Mei Mei Chang, Patterson Clark, Suzanne DeSaix, Helen Frederick, Alexis Granwell, Ceci Cole McInturff, Alice Quatrochi, Beverly Ross, Pam Rogers, Peter Winant

February 7-April 25, 2014

 

PAPER PARADOX: Material and Meaning is a group exhibition featuring artists who explore the interactivity of paper as a medium, a surface, a tension, and as a conscious transformation of plant material into new formal creative statements.

Historically unique and surprising objects have been made from paper including Japanese paper boats, paper dresses from the 1970s, exquisite Asian fans, cut-paper Aztec icons, Isamu Noguchi lighting, and modernist furniture. Specialty papers continue to be carefully made all over the world by descendants of innovators to provide fine flat sheets of paper. Today’s paper artwork includes large-scale sculptures, green designs, works in vivid pigmented colors or delicate off-whites, and renderings of both narrative and abstract subject matter.

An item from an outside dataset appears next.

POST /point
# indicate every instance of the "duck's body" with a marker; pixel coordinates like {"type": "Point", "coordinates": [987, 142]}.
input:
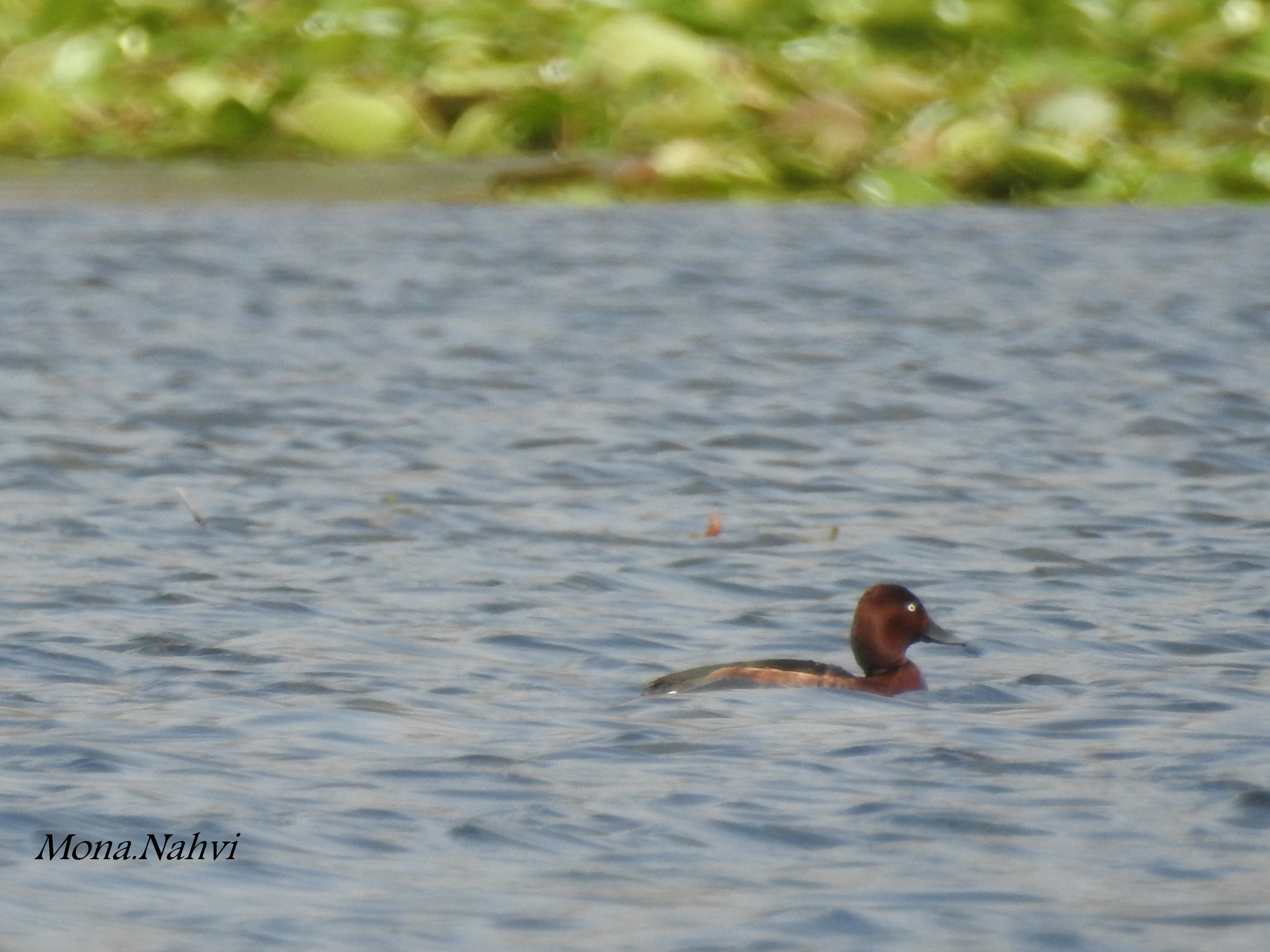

Paper is just another tool in the artist’s toolbox and it requires technical virtuosity and selectivity to suit the artist’s expressive statement. The emphasis for artists in PAPER PARADOX is focused on the concept and context for images that are hand formed, cut, sculpted, suspended or printed from just the right material to give just the right meaning.

In this exhibition Frederick and Winant, veteran DC area artists, employ paper pulp as a surface to receive pigment, print and embedded sound. DeSaix works with materials from her farm to make works that demonstrate artifacts as part of her daily life. Cole McInturff pours thin white sheets of paper to receive inscriptions and utilizes large-scale, hand-poured paper as a sculptural medium with fur, hide, hair and cast objects. Quatrochi employs knowledge of science to produce undulating relief forms. Ress’ carefully cut and delicately drawn work is an ongoing investigation of mortality. Granwell’s palimpsestic imagery begins with the paper that then receives etched and monoprinted imagery. Mei Mei Chang cuts and organizes layers of painted, sewn and incised paper to make constructions. Finally Patterson Clark and Pam Rogers, both naturalists and illustrators and writers for the Washington Post and Smithsonian respectively, value how invasive and non-invasive plants can be transformed into elegant sheets of paper for printing and painting.